The AD960 provides users with diagnostic information that enables them to pinpoint solutions to trouble spots, such as why a receiver may not be able to start an application. It is capable of analyzing MPEG-2, ATSC, DVB, and ISDB transport streams.

Hall says the market outlook for iTV testing solutions is strong. "It's vital that they're [iTV applications] tested," he noted. "Fundamentally, the supply of interactive material to the receiver is going to be one of the key things that drives TV in the future."

Nandhu Nandhakumar, vice president and chief technology officer at Triveni Digital, echoed the sentiment. "Yes, in fact we see an emerging market. We've actually been asked to provide equipment specifically for testing standards-based set-top boxes. We were actually surprised the market emerged as quickly as it did. We weren't expecting it until later, until next year, but it's actually here today," he stated.

Triveni Digital's offering in the field of iTV is its SkyScraper Interactive System, which is specifically targeted at sending iTV content into the digital television signal. It allows users to verify, pre-air, that content being launched is in the right format, and is scheduled to appear on the receiver's set-top box at the correct time. Skyscraper supports the ATVEF standard and will soon support ATSC DASE, DVB MHP, and Open Cable standards. PBS used the system earlier this year to conduct its now-famous ATVEF Type B trials of interactive enhancements to its Scientific American Frontiers show.

Videotek does not offer a specific iTV testing solution, but its newly launched Signal Quality Manager System (SQM) is applicable to the medium.
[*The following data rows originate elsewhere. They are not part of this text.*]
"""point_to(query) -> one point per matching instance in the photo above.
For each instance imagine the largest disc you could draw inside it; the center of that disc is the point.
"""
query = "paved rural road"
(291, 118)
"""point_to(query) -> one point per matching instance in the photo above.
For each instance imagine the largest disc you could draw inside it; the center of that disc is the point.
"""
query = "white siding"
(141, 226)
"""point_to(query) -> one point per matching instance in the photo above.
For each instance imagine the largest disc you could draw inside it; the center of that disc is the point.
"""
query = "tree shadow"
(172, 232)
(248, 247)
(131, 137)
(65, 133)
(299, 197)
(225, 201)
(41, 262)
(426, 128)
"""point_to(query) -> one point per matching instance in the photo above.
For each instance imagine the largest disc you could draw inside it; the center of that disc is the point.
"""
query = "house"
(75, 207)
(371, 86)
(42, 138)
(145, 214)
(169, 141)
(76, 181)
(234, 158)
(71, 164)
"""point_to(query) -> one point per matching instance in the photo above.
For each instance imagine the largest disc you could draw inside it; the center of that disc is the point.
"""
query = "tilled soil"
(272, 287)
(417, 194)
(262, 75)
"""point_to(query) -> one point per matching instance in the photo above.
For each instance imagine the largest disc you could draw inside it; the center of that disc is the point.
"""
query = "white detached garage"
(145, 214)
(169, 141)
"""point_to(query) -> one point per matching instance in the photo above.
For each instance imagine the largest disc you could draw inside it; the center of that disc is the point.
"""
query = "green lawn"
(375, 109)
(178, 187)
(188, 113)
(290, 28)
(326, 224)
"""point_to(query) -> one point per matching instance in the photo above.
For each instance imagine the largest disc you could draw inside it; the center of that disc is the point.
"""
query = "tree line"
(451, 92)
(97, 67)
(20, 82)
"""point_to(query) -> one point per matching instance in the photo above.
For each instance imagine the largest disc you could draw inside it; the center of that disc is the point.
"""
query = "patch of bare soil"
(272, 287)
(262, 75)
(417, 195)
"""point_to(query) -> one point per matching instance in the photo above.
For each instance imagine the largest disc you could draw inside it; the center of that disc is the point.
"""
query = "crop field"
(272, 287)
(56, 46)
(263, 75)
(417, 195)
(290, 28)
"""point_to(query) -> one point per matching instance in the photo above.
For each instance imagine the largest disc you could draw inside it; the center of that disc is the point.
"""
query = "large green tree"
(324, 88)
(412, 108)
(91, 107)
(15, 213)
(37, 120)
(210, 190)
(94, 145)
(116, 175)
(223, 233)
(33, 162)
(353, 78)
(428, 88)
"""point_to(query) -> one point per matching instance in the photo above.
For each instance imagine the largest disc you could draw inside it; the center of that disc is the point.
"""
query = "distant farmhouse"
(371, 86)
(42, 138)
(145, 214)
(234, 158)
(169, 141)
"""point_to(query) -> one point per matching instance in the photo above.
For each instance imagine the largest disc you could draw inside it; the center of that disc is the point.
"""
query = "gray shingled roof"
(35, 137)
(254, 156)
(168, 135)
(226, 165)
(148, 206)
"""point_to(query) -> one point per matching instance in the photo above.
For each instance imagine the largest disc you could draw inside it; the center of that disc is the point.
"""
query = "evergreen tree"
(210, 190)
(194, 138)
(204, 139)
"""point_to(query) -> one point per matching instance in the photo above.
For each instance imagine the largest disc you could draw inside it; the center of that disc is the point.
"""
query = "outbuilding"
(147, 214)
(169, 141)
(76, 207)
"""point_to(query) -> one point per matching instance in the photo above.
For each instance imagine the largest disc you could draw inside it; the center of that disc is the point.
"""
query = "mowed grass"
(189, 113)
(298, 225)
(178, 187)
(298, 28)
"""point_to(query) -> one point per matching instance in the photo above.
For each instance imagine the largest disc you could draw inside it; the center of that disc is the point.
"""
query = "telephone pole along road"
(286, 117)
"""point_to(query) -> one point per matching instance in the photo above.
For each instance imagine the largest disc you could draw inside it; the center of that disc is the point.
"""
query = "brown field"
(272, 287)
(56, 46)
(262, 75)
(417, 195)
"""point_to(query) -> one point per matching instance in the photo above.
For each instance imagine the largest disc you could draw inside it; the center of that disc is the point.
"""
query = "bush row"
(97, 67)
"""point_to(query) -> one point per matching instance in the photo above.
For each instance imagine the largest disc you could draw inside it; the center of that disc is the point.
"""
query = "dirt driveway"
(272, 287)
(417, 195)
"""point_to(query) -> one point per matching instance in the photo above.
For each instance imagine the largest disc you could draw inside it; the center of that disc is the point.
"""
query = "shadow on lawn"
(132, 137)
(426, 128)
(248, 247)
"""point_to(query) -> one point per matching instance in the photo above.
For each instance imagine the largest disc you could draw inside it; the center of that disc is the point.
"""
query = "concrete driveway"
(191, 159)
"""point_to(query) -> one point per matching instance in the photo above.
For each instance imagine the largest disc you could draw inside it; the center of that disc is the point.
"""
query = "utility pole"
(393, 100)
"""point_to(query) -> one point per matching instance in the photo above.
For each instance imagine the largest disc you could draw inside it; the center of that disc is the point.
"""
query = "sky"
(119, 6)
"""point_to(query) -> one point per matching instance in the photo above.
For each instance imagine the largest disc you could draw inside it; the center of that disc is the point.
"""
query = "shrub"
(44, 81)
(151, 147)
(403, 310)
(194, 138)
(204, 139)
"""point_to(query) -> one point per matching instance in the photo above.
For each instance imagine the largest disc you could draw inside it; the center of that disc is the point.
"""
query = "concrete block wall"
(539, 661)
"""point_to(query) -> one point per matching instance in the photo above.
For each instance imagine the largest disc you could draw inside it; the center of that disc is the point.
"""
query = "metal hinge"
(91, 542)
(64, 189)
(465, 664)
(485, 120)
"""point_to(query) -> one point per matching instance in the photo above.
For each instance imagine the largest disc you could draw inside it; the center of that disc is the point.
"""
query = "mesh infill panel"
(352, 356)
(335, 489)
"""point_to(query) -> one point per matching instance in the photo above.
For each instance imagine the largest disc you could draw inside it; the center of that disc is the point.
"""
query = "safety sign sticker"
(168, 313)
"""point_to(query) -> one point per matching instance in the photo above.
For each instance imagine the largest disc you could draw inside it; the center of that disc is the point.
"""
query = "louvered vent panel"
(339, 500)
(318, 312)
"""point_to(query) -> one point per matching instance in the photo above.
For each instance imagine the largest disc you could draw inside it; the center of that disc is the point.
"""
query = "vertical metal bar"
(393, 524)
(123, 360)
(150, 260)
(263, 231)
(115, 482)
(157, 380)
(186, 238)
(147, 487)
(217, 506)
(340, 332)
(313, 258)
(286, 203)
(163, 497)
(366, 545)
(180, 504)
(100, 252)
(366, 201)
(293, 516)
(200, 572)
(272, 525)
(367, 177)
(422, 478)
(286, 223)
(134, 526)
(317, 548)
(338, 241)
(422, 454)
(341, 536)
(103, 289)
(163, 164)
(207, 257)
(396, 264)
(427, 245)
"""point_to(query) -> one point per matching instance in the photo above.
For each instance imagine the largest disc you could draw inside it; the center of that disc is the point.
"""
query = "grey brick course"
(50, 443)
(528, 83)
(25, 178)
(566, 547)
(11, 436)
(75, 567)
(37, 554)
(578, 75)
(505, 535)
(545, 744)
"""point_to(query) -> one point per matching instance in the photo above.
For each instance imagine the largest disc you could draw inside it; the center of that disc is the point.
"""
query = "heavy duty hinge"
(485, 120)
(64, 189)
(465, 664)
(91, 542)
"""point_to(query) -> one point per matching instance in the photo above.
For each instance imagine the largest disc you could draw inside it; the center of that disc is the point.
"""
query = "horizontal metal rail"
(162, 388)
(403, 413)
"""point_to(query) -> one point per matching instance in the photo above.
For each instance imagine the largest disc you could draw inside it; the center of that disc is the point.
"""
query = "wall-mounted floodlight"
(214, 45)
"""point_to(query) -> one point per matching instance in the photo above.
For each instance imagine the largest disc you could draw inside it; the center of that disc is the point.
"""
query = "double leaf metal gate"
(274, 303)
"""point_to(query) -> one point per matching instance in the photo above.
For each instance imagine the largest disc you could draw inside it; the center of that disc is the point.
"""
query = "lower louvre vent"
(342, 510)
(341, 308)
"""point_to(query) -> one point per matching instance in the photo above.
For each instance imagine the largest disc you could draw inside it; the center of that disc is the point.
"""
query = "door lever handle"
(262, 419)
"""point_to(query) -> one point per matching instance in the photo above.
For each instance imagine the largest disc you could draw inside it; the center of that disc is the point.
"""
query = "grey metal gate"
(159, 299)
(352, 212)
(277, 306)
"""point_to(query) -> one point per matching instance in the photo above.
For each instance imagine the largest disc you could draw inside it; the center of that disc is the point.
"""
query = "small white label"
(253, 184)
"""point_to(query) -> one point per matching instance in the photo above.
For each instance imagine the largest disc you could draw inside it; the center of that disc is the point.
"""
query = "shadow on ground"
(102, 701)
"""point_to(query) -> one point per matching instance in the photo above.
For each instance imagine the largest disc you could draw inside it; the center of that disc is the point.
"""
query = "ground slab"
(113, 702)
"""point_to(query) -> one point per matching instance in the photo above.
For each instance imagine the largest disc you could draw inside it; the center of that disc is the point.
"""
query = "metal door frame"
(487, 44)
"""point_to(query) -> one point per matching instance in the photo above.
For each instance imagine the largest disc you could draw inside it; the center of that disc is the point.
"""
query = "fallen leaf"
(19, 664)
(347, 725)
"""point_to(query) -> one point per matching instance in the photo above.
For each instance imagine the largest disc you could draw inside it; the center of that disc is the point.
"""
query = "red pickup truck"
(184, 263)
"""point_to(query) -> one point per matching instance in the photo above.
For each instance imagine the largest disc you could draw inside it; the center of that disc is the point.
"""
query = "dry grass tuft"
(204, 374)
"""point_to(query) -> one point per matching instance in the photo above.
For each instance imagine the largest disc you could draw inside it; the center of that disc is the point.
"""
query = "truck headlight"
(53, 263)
The SQM can monitor video and audio from multiple sources, including composite analog video, serial digital video, analog audio, AES/EBU audio, and MPEG formats. The system allows users to set their acceptable limits of quality, and monitors according to those specifications. Specifically, the SQM can be used to monitor a lot of the data services that are typically embedded in iTV applications.

Mark Everett, vice president of Advanced Technology for Videotek, says that in order for his company to produce an iTV-specific product, there needs to be a better understanding of the problems typical in implementing iTV. "What we have seen are unique and specific applications where a general tool for response-reply kind of things aren't yet apparent to us. We're following standards groups to see if there isn't going to be some kind of normal, standard way to do some of the actions," he commented. It's still a bit early to see how the market for iTV testing solutions will pan out. Nevertheless, as standards settle and interactive applications get deployed en masse, the need for these kinds of solutions will become more apparent. By then, these four early innovators will have a lot more company.